We need purpose and for millions of people, who are not special in any way, work proffers just that. Now take away these jobs and we will have nothing to do! Sounds like Utopia, right? But it's hardly that. Take for instance, when we are on holiday. It's fun to be travelling to exotic places or meeting friends, catching up on reading, relaxing at a spa etc. At first, it will seem like heaven but once you've had your fill, and trust me you will, boredom will set in. An idle mind is a devil's workshop.
In the near future, bots will man factory floors while Artificial Intelligence will do everything else. Only highly skilled humans will be able to upskill themselves enough to hold onto one of the new jobs. Futurist Morris Miselowski predicts that jobs such as Memory Augmentation Surgeons, Gene Programmers, and Transhumanist Designers will be the new rage. While the younger generation may be educated for these jobs, I'm certain that a journalist and amateur entrepreneur like me would not be a shoo-in.
Governments, obviously, will take care of most of us. Political parties in India are already discussing doles, a part of western economies. With the help of doles, our basic needs will be taken care of. But what will we do with our time?

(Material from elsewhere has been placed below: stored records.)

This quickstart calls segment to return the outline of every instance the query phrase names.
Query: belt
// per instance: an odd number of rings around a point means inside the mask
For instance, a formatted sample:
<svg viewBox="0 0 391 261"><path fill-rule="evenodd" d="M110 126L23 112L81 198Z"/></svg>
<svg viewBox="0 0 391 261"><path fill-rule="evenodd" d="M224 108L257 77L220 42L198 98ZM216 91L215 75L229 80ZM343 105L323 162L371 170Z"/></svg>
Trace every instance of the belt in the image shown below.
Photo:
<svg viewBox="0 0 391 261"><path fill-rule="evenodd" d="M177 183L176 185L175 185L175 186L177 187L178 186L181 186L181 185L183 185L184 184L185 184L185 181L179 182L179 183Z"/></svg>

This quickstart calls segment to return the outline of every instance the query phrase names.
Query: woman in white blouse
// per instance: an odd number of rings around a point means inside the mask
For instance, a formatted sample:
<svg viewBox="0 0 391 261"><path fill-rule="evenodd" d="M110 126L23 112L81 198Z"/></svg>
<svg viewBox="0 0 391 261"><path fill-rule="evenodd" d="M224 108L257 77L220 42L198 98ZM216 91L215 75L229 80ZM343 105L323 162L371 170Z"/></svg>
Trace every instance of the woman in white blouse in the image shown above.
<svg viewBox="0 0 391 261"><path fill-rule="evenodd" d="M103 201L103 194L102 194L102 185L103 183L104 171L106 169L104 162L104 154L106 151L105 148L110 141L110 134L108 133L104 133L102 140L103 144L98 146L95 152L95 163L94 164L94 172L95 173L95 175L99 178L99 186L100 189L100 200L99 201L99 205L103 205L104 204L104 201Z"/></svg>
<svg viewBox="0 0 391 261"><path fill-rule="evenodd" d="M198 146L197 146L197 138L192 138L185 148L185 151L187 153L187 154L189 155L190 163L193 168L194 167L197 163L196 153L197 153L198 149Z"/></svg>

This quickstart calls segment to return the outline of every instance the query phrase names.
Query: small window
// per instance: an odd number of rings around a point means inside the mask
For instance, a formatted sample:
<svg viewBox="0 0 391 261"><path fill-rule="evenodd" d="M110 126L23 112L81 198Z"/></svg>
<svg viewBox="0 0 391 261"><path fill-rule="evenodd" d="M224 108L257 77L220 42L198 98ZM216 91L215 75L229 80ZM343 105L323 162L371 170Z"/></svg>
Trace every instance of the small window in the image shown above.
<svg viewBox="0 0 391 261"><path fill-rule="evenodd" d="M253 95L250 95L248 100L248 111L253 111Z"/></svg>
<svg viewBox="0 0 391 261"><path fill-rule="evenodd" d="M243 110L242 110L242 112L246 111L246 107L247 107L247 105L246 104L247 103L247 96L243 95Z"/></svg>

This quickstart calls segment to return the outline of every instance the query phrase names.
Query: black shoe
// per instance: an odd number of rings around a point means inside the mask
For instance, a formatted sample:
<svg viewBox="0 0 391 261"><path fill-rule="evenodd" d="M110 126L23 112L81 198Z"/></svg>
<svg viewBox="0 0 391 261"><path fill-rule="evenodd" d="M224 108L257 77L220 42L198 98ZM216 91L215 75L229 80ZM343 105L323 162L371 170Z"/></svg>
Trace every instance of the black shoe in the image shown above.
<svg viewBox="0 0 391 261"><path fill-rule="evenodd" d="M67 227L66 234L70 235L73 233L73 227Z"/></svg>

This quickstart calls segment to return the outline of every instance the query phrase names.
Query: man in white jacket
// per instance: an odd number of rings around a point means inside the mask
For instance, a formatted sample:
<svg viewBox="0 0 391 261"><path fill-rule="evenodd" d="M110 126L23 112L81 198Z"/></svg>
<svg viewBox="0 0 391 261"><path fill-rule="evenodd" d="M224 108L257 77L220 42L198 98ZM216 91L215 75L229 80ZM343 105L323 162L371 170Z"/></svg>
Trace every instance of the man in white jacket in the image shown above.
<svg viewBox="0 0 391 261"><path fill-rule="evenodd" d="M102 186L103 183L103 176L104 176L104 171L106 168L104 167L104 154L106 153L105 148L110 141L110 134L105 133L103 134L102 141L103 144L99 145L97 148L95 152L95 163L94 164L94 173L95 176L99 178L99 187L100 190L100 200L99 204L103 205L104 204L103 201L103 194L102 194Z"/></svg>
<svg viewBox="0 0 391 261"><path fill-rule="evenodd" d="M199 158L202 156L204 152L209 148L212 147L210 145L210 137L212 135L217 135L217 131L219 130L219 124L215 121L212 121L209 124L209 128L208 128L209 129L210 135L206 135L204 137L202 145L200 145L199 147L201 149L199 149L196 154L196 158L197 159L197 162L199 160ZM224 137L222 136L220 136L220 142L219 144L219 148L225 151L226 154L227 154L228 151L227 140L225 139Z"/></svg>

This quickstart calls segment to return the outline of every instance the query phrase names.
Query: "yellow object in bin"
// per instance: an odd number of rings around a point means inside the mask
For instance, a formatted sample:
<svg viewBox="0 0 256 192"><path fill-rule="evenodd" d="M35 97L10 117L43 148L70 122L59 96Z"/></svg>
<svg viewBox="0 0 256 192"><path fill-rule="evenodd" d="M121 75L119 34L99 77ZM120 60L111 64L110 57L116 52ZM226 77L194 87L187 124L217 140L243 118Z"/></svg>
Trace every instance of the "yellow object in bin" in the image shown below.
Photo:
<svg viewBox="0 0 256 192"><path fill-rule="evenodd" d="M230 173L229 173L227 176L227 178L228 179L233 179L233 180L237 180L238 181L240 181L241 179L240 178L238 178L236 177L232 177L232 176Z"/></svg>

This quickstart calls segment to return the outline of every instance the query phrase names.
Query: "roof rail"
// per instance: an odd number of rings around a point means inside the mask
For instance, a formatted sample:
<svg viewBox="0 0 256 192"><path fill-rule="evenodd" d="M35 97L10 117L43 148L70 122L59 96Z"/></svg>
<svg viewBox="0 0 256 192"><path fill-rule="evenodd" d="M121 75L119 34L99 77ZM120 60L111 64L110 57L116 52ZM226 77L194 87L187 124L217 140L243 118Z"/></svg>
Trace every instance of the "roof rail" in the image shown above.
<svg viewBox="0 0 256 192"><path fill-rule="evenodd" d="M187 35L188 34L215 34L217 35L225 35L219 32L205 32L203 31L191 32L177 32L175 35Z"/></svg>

I predict that we will be addicted -- to our smartphones, to virtual reality, to life-like video games. And if you don't agree with me, you're not looking around you at this very moment. Kids have deserted playgrounds and would rather go catch a Pokémon or participate in the Blue Whale Challenge. Human relationships will further deteriorate with dolls sitting in for real people (Japanese men are already in relationships with silicone sex dolls). And the masses, which are already hooked on gutkha, pan masala and alcohol, will find solace in other kinds of contraband (weed is already legal in the US). If that's not the future we want, then the only chance we have is to stick to the simple pleasures of life -- a good book, tossing the ball in the park, and fostering genuine loving human bonds.
(The writer is a journalist and media entrepreneur. The views expressed are strictly personal.)